The nomination of Antonio Guterres as next UN secretary-general came despite efforts by some politicians for the role to go to a woman, or to someone from eastern Europe.
He is widely expected to select a woman as deputy secretary-general, having said that "gender parity" is crucial at the United Nations.
Speaking earlier this year, Richard Gowan, a UN expert at the European Council on Foreign Relations, said insiders believed Mr Guterres, from Portugal, "could give the UN the kind of kick up the backside it needs".
Mr Guterres was born in Lisbon in 1949. He studied engineering and physics at the Instituto Superior Tecnico, before going into academia after graduating in 1971.
But academia only held the fervent Catholic's interest for a couple of years. He joined the Socialist party in 1974 - the same year five decades of dictatorship came to an end in Portugal - and soon became a full-time politician.
In 1995, three years after being elected the Socialist Party's secretary-general, he was voted in as prime minister, a position he held until 2002.
Then Mr Guterres, fluent in Portuguese, English, Spanish and French, turned his attention to the world of international diplomacy, becoming the UN's high commissioner for refugees in 2005.
Under his guidance, the numbers working in the UNHCR's Geneva head office were slashed, while its capacity to respond to international crises by deploying more staff closer to hotspots was improved.

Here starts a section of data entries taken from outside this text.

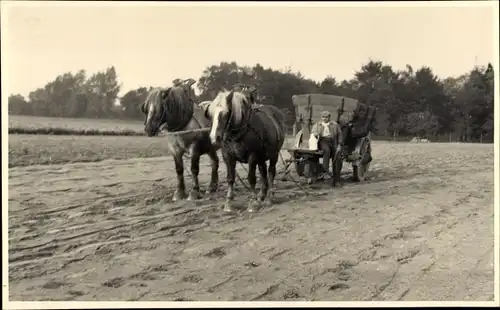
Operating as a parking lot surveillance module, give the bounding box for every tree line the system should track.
[8,60,494,142]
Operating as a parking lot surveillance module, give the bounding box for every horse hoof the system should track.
[247,200,260,213]
[224,201,234,213]
[188,191,200,201]
[264,197,273,207]
[172,192,186,202]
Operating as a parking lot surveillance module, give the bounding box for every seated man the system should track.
[311,111,343,175]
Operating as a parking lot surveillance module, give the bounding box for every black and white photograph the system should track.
[0,1,500,309]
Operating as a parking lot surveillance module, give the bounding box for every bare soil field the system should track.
[9,137,494,301]
[9,115,144,132]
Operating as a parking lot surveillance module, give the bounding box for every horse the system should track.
[200,89,286,212]
[141,85,219,201]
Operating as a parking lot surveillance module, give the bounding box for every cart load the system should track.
[292,94,376,139]
[288,94,376,182]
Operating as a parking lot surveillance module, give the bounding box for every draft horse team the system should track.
[141,79,340,212]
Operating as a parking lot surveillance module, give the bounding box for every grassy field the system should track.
[9,115,144,136]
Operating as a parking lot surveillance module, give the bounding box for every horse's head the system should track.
[205,90,250,144]
[141,87,170,137]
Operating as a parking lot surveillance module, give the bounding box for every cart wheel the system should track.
[332,151,344,177]
[352,139,371,182]
[295,161,305,177]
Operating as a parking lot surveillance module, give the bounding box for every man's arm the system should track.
[311,123,319,136]
[335,123,344,145]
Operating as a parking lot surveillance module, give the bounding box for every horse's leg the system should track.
[188,145,201,200]
[247,153,259,212]
[173,152,186,201]
[224,155,236,212]
[252,160,269,212]
[265,153,279,206]
[206,149,219,194]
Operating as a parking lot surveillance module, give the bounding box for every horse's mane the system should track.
[144,86,195,131]
[209,90,250,124]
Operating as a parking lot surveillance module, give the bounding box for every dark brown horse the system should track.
[141,86,219,201]
[200,90,285,212]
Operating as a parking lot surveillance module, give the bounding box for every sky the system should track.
[2,1,498,97]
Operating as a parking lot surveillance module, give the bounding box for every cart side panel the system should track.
[292,94,358,125]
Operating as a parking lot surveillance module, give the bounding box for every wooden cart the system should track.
[286,94,376,183]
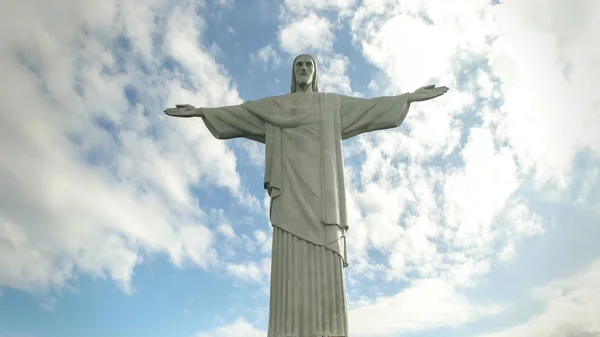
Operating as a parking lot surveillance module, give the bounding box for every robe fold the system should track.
[201,93,409,337]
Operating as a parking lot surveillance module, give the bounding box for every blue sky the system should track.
[0,0,600,337]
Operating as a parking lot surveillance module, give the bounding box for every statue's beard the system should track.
[296,76,312,85]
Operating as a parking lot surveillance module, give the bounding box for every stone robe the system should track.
[201,93,409,337]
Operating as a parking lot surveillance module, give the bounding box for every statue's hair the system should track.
[291,54,319,94]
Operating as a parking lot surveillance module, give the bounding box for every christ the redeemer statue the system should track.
[165,54,448,337]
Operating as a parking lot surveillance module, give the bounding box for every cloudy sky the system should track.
[0,0,600,337]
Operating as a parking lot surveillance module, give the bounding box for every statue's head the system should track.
[291,54,319,93]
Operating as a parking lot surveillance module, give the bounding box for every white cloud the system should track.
[250,44,281,69]
[225,257,271,283]
[196,318,267,337]
[0,1,253,293]
[279,14,335,56]
[348,279,503,336]
[284,0,356,13]
[490,0,600,188]
[480,260,600,337]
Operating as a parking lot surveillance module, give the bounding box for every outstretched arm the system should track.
[340,85,448,139]
[165,104,265,143]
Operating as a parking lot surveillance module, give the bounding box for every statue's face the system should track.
[294,55,315,85]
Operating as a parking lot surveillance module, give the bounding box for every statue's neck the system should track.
[296,83,313,93]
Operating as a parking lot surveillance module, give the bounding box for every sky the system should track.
[0,0,600,337]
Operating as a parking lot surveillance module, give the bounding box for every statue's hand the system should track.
[408,84,448,102]
[165,104,201,117]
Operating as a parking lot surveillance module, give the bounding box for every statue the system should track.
[165,54,448,337]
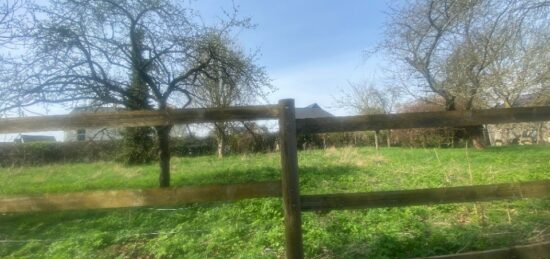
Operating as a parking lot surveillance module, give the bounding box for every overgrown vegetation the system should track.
[0,146,550,258]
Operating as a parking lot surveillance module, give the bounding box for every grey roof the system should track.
[71,107,122,113]
[296,103,334,119]
[15,135,55,143]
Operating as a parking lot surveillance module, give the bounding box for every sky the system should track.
[0,0,394,142]
[194,0,388,115]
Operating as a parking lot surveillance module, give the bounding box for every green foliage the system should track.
[117,127,158,165]
[0,141,120,167]
[0,146,550,258]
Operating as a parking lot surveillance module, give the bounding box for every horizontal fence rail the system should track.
[296,106,550,133]
[301,180,550,211]
[419,242,550,259]
[0,105,279,133]
[0,181,281,213]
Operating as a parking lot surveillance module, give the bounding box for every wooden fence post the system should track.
[279,99,304,259]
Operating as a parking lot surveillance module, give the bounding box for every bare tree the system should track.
[1,0,252,187]
[381,0,547,147]
[191,31,273,157]
[336,82,401,149]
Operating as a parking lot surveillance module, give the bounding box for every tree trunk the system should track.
[156,126,172,187]
[374,130,378,151]
[386,130,391,147]
[214,122,226,158]
[537,122,544,144]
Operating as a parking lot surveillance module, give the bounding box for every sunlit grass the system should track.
[0,146,550,258]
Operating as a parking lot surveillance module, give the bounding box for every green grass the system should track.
[0,146,550,258]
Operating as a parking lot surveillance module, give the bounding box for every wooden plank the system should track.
[296,106,550,133]
[301,180,550,211]
[0,181,281,213]
[419,242,550,259]
[279,99,304,259]
[0,105,278,133]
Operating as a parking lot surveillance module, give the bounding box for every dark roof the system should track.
[15,135,55,143]
[296,103,334,119]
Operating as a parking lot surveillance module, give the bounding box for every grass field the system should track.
[0,146,550,258]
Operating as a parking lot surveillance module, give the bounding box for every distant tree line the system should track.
[0,0,272,187]
[340,0,550,148]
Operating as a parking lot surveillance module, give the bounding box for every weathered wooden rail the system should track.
[0,102,550,258]
[0,105,279,133]
[0,181,281,213]
[296,106,550,133]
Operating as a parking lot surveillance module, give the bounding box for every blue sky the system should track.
[193,0,388,115]
[0,0,388,142]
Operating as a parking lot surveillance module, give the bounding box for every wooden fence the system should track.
[0,99,550,258]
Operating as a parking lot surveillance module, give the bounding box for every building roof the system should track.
[14,135,55,143]
[296,103,334,119]
[71,107,122,113]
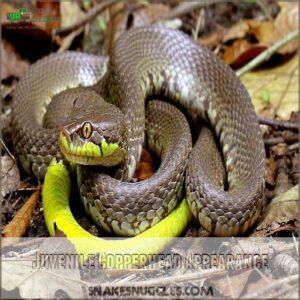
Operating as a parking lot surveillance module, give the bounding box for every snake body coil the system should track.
[13,26,265,236]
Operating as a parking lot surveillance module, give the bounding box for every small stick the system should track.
[54,0,120,35]
[236,30,299,77]
[257,116,299,131]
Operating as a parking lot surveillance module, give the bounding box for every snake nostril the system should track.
[59,127,71,143]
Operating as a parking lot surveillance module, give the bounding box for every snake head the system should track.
[59,91,126,167]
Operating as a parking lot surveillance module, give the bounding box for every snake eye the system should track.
[82,122,93,139]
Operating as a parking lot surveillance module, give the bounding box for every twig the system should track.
[54,0,121,35]
[236,30,299,77]
[258,116,299,131]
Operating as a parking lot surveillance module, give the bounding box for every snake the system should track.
[12,25,265,236]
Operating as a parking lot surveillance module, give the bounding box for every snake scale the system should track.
[13,25,265,236]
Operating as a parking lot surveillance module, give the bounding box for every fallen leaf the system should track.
[222,20,250,43]
[106,3,170,53]
[198,26,225,49]
[222,39,266,69]
[1,40,29,80]
[60,1,84,27]
[253,185,299,236]
[2,191,40,237]
[0,155,20,197]
[33,0,64,31]
[241,55,299,120]
[251,2,299,54]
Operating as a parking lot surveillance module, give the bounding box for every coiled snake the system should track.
[13,26,265,236]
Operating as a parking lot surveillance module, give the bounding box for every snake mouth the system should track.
[59,130,125,167]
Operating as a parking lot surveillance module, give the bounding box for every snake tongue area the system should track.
[59,129,125,167]
[12,26,265,236]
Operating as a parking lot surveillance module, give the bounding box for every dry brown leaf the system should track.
[60,1,84,27]
[241,55,299,120]
[248,1,299,54]
[0,155,20,197]
[198,26,225,49]
[2,191,40,237]
[33,1,63,34]
[106,3,170,53]
[222,20,250,43]
[223,39,266,68]
[255,185,299,236]
[1,40,29,80]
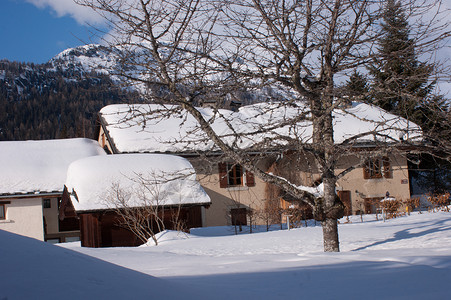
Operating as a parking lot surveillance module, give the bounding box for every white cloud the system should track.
[26,0,104,25]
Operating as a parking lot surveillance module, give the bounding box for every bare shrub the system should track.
[427,192,450,212]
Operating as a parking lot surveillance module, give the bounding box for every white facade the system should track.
[0,197,44,241]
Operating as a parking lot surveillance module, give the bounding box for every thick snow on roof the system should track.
[100,102,421,153]
[66,154,210,211]
[0,138,106,195]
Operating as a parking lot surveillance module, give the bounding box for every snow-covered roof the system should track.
[100,102,421,153]
[0,138,106,195]
[66,154,210,211]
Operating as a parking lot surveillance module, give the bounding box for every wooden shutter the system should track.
[382,157,393,178]
[218,163,227,188]
[338,191,352,216]
[246,171,255,186]
[363,161,370,179]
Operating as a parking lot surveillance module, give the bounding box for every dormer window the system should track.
[218,163,255,188]
[363,157,393,179]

However, it was his tireless attempts to get the world's richest countries to do more for those fleeing conflict and disaster around the world that people remember.

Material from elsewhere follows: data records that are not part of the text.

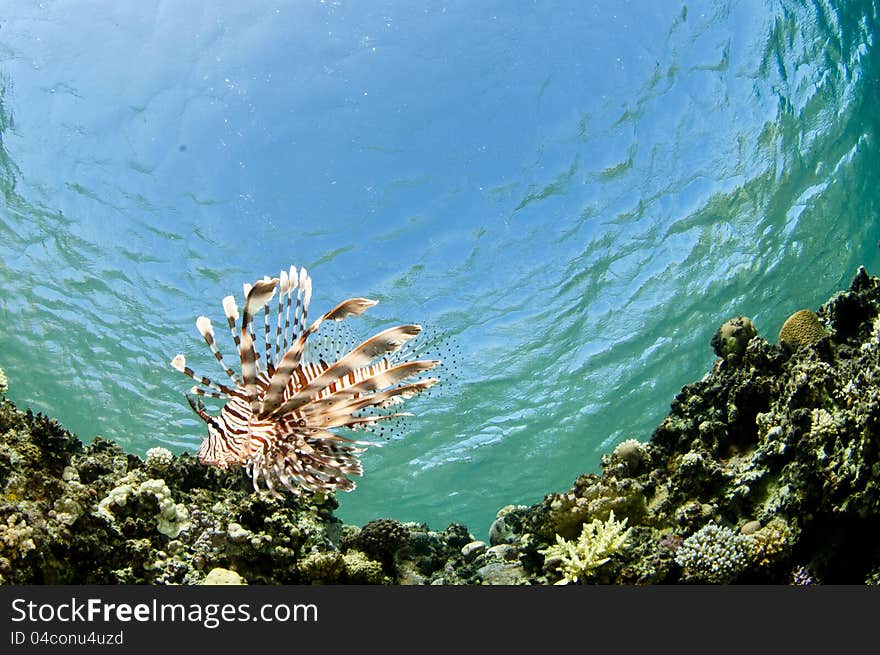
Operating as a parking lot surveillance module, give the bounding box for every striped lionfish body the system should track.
[171,267,440,495]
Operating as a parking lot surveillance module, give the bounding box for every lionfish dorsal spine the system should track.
[239,278,278,412]
[171,355,240,397]
[196,316,238,384]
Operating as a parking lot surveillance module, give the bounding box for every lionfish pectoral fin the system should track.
[257,298,378,419]
[266,325,422,415]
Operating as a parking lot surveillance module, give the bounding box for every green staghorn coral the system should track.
[540,511,632,584]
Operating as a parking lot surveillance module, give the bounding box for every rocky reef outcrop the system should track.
[0,268,880,584]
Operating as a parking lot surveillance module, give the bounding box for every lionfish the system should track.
[171,266,440,495]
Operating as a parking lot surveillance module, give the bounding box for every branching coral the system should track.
[540,511,632,584]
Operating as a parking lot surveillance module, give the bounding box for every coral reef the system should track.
[0,268,880,585]
[541,511,632,584]
[711,316,758,365]
[779,309,828,350]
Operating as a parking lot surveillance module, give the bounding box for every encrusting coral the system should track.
[779,309,828,350]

"We can't deter people fleeing for their lives," he wrote in Time magazine last year. "They will come. The choice we have is how well we manage their arrival, and how humanely."

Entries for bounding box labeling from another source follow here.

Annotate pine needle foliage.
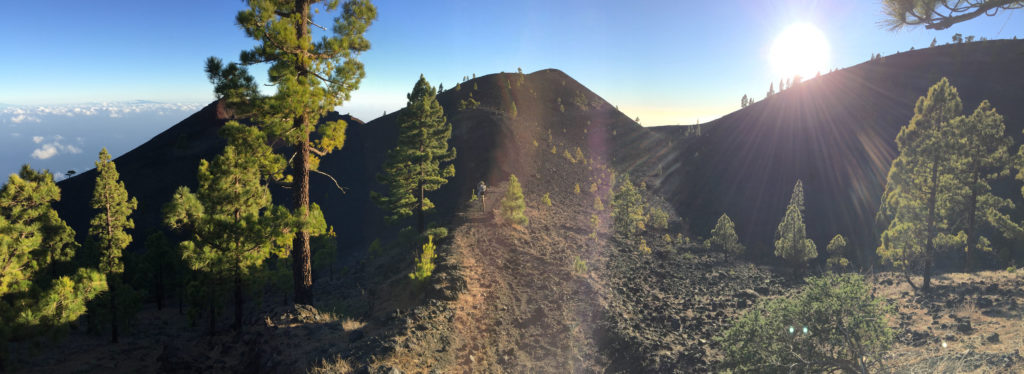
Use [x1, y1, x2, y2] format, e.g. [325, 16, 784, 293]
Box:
[716, 274, 893, 373]
[825, 234, 850, 272]
[206, 0, 377, 303]
[164, 121, 299, 334]
[409, 235, 437, 282]
[0, 165, 106, 369]
[709, 213, 746, 256]
[775, 179, 818, 273]
[611, 174, 647, 239]
[502, 174, 529, 226]
[89, 148, 138, 342]
[371, 75, 456, 234]
[877, 78, 965, 291]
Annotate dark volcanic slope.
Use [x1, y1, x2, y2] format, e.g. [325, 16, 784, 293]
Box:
[57, 70, 666, 253]
[655, 40, 1024, 263]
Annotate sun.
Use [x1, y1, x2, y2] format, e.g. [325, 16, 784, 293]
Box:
[768, 24, 829, 79]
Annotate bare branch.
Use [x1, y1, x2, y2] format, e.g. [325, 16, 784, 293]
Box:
[309, 169, 347, 194]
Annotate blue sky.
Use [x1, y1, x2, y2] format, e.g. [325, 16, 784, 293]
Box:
[0, 0, 1024, 177]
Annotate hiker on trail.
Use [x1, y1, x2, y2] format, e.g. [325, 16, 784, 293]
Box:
[473, 180, 487, 211]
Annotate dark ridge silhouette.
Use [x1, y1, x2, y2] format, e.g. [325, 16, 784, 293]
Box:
[655, 40, 1024, 264]
[57, 40, 1024, 270]
[57, 70, 664, 253]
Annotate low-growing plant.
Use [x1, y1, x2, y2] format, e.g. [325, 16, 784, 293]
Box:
[409, 235, 437, 282]
[572, 256, 587, 274]
[637, 238, 650, 254]
[502, 174, 529, 226]
[716, 274, 893, 373]
[650, 208, 669, 230]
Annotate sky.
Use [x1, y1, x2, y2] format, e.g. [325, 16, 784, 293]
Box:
[0, 0, 1024, 173]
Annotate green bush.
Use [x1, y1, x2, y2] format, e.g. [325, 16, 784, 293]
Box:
[502, 174, 529, 226]
[409, 236, 437, 282]
[716, 274, 893, 373]
[650, 204, 669, 230]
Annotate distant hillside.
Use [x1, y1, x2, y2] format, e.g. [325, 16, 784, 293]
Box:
[57, 70, 668, 253]
[655, 40, 1024, 263]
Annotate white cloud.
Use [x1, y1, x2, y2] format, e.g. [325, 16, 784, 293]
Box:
[32, 140, 82, 160]
[32, 143, 57, 160]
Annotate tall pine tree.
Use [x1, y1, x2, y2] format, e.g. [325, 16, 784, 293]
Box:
[878, 78, 963, 291]
[0, 165, 106, 371]
[89, 148, 138, 343]
[206, 0, 377, 304]
[775, 179, 818, 275]
[372, 75, 456, 234]
[164, 121, 299, 335]
[951, 100, 1014, 271]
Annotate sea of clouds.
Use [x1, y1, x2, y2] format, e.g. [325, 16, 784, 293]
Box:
[0, 100, 206, 181]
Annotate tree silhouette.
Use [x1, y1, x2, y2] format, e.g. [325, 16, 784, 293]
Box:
[89, 148, 138, 343]
[371, 75, 456, 234]
[206, 0, 377, 304]
[882, 0, 1024, 31]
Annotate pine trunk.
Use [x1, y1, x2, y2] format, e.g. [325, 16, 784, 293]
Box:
[292, 0, 313, 304]
[210, 294, 217, 336]
[964, 172, 979, 272]
[416, 178, 426, 234]
[234, 268, 243, 331]
[292, 128, 313, 304]
[153, 271, 164, 310]
[108, 274, 118, 343]
[921, 162, 939, 292]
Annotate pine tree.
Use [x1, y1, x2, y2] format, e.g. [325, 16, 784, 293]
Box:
[775, 179, 818, 275]
[371, 75, 456, 234]
[206, 0, 377, 304]
[878, 78, 963, 292]
[164, 121, 294, 335]
[89, 148, 138, 343]
[708, 213, 746, 256]
[611, 174, 647, 235]
[825, 234, 850, 271]
[0, 165, 106, 370]
[951, 100, 1014, 271]
[502, 174, 529, 226]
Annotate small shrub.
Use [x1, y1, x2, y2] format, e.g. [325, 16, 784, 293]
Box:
[637, 239, 650, 254]
[502, 174, 529, 226]
[572, 256, 587, 274]
[367, 239, 384, 258]
[716, 274, 893, 373]
[562, 150, 575, 164]
[708, 214, 746, 255]
[650, 204, 669, 230]
[409, 236, 437, 282]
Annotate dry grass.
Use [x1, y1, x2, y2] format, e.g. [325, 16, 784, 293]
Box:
[341, 318, 367, 332]
[953, 297, 978, 317]
[306, 355, 354, 374]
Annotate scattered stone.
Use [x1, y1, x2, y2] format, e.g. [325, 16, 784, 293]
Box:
[985, 332, 999, 343]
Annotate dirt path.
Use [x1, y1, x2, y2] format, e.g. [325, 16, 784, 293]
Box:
[453, 184, 606, 373]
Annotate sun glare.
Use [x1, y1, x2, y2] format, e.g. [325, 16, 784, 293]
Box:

Prior to his nomination, he said that his work at the UNHCR had been excellent preparation for a secretary-general.
"I think we are living in a world where we see a multiplication of new conflicts, and you see an enormous difficulty in solving the conflicts," he said.
"There is a clear lack of capacity in the international community to prevent and to solve conflicts."
Mr Guterres, 67, has two children from his marriage to his first wife, who died in 1998. He remarried in 2001.